Mohon tunggu...
KOMENTAR
Kebijakan Pilihan

Enam Istri Menang Pilkada, Emansipasi atau Dinasti?

22 Desember 2020   14:42 Diperbarui: 22 Desember 2020   15:05 366 9
POLITIK dinasti kasat mata. Oligarki kekuasaan tak terbantahkan. Raja-raja kecil di banyak daerah bukan karena darah biru. Mereka menciptakan klaster baru yang tumbuh dari dominasi partai politik.

Dalam Pilkada 2020, muncul banyak srikandi yang memenangkan pemilihan bupati dan walikota. Namun, ada pula yang karena mereka berlatar istri dari pejabat bupati atau walikota lama yang sudah tidak bisa maju kembali.  Para istri  itu besar dan ikut tumbuh besar bersama suami yang lebih dulu menjadi kepala daerah.

Setidaknya ada enam istri  bupati/walikota yang berhasil menang dalam Pilkada 2020 ini. Di Kabupaten Sleman, DIY, ada Kustini Sri Purnomo. Kader PDIP berusia 60 tahun itu akan melanjutkan suami memimpin daerah penghasil salak pondok itu. Ia akan menggantikan sang suami Sri Purnomo yang menjabat bupati periode 2015-2020.

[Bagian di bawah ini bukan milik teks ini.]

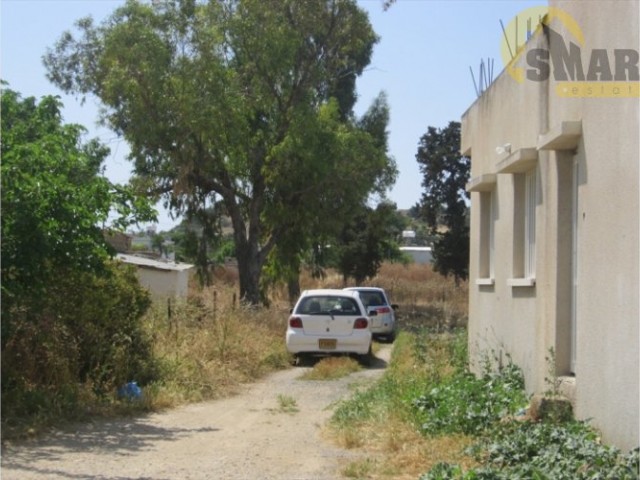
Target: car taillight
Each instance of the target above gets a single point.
(295, 322)
(361, 323)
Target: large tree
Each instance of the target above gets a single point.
(55, 200)
(244, 103)
(444, 202)
(370, 237)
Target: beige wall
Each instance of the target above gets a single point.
(525, 321)
(163, 284)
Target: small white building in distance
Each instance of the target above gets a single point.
(164, 279)
(421, 255)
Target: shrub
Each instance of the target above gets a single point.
(69, 356)
(544, 451)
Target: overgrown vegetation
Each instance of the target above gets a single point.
(331, 368)
(71, 329)
(428, 414)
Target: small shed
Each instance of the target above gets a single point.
(421, 255)
(163, 278)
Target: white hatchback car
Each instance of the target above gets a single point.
(329, 321)
(375, 300)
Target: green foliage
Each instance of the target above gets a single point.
(545, 451)
(366, 241)
(444, 200)
(86, 340)
(404, 379)
(243, 104)
(467, 404)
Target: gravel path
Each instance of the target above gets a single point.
(248, 436)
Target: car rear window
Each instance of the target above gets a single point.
(328, 305)
(372, 299)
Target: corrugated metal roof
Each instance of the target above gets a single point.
(144, 262)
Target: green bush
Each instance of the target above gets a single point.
(85, 339)
(466, 404)
(544, 451)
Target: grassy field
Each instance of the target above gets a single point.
(206, 346)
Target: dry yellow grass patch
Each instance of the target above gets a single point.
(396, 450)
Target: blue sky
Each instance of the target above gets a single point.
(422, 62)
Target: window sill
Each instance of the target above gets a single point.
(521, 282)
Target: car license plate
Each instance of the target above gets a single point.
(327, 343)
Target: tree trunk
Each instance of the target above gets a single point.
(249, 269)
(293, 286)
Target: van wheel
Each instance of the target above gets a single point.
(366, 359)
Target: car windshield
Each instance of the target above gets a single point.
(319, 305)
(372, 299)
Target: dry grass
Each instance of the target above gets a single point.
(208, 345)
(379, 423)
(397, 451)
(426, 298)
(331, 368)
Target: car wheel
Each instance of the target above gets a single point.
(300, 360)
(367, 358)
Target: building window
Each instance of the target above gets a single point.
(487, 237)
(524, 231)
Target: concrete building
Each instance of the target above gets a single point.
(163, 278)
(554, 212)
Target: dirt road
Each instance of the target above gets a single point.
(249, 436)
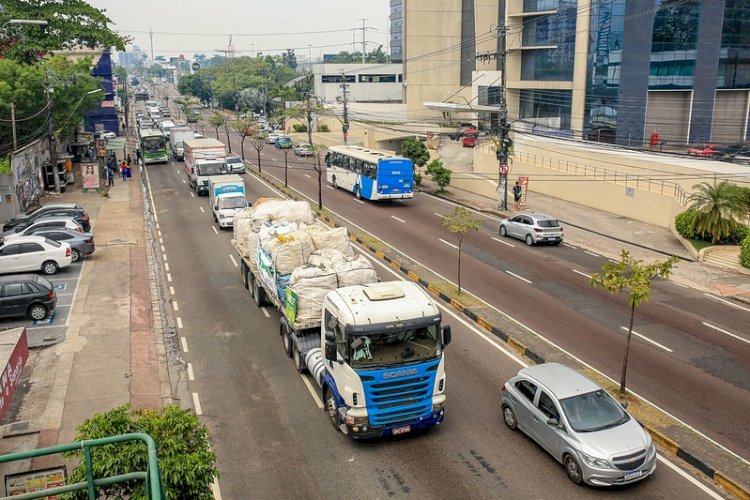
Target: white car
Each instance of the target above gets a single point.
(33, 253)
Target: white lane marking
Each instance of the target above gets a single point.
(581, 273)
(727, 302)
(448, 243)
(310, 388)
(661, 346)
(197, 404)
(708, 491)
(504, 242)
(726, 332)
(519, 277)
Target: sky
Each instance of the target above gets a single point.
(199, 26)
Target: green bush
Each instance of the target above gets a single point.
(745, 253)
(683, 223)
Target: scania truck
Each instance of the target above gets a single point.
(376, 350)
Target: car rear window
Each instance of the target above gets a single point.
(548, 223)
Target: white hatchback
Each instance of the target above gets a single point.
(33, 253)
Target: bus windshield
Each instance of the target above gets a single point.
(395, 347)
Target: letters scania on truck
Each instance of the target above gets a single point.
(375, 349)
(203, 158)
(226, 195)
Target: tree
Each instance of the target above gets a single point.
(719, 208)
(70, 24)
(244, 127)
(440, 175)
(634, 277)
(460, 222)
(415, 150)
(186, 463)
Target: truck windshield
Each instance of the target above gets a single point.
(395, 347)
(212, 169)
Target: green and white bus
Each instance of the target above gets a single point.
(153, 146)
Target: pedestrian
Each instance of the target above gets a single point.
(517, 191)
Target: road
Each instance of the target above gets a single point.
(268, 428)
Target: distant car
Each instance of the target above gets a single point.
(52, 210)
(33, 253)
(26, 295)
(235, 165)
(104, 134)
(533, 228)
(579, 424)
(81, 244)
(303, 149)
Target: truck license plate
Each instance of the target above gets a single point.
(633, 475)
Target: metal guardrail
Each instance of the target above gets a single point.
(152, 478)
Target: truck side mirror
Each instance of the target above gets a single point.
(446, 330)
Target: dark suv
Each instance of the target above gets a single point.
(58, 210)
(26, 295)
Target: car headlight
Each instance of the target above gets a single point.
(598, 463)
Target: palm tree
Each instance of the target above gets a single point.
(719, 207)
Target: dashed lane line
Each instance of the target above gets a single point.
(660, 346)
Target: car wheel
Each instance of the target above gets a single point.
(37, 312)
(509, 417)
(50, 267)
(573, 470)
(331, 408)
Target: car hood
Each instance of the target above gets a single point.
(619, 440)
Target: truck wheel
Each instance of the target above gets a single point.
(332, 408)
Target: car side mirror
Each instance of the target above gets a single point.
(447, 335)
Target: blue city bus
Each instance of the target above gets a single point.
(369, 173)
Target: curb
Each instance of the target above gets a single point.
(668, 443)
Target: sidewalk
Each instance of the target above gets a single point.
(111, 353)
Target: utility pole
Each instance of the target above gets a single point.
(346, 109)
(51, 134)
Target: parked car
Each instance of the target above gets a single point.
(33, 253)
(43, 223)
(81, 244)
(303, 149)
(579, 424)
(26, 295)
(235, 165)
(53, 210)
(533, 228)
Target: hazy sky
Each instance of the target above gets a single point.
(271, 26)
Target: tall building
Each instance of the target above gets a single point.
(607, 70)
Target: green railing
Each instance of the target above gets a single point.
(151, 477)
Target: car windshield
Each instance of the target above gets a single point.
(593, 411)
(382, 349)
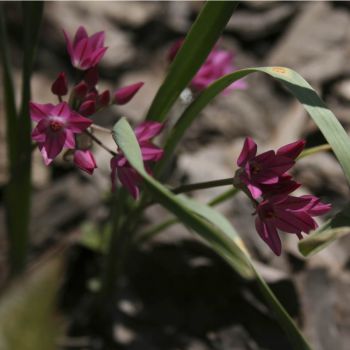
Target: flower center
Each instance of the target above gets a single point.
(56, 125)
(270, 214)
(255, 168)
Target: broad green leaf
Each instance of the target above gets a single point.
(199, 41)
(326, 121)
(207, 228)
(214, 217)
(95, 238)
(215, 237)
(27, 319)
(333, 229)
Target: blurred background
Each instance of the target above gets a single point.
(176, 294)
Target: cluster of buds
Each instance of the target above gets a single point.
(265, 180)
(58, 126)
(218, 63)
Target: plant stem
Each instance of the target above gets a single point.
(203, 185)
(18, 189)
(111, 265)
(313, 150)
(154, 230)
(100, 128)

Kemudian Etik Suryani yang meneruskan suami H. Wardoyo yang sudah dua periode menjadi Bupati Sukoharjo, Jawa tengah. Kader PDIP berusia 57 tahun ini akan memimpin daerah yang berbatasan dengan Solo yang akan dipimpin anak sulung Jokowi, Gibran Rakabuming Raka.

Ke wilayah Banyuwangi akan dipimpin istri mantan bupati dua periode Azwar Anas. Sang istri Ipuk Festiandani (44) juga kader dari PDIP telah memenangkan Pemilihan bupati. Wanita bergelar Sunrise of Java ini akan meneruskan suaminya yang dianggap banyak berhasil memimpin wilayah ujung timur dari wilayah Jawa itu.

Beralih ke Sumatera akan didapatkan tiga istri yang juga akan meneruskan kinerja suami sebagai walikota dan bupati. Walikota terpilih Bandar Lampung Eva Dwiana akan menggantikan sang suami Herman HN. Wanita 50 tahun yang sudah berkiprah di DPRD Lampung itu akan menggantikan suami yang sudah 10 tahun memimpin Bandar Lampung.

Kemudian dari Kepulauan Riau ada juga wanita bupati terpilih Rezita Meylani Yopi yang akan meneruskan suaminya Bupati Indragiri Hulu (Inhu) Yopi Arianto yang telah menjabat dua periode. Kader Nasdem berusia 26 tahun, calon terpilih bupati termuda, itu memenangkan pemilihan yang sengit dengan selisih 308 suara.

Ada pula nama Kasmarni yang merupakan istri Bupati Begkalis Amril Mukminin periode 2015-2020. Kader Partai Golkar ini berhasil menang sekalipun sang suami ditetapkan sebagai tersangka kasus korupsi oleh KPK dengan kerugian Rp 5,2 miliar.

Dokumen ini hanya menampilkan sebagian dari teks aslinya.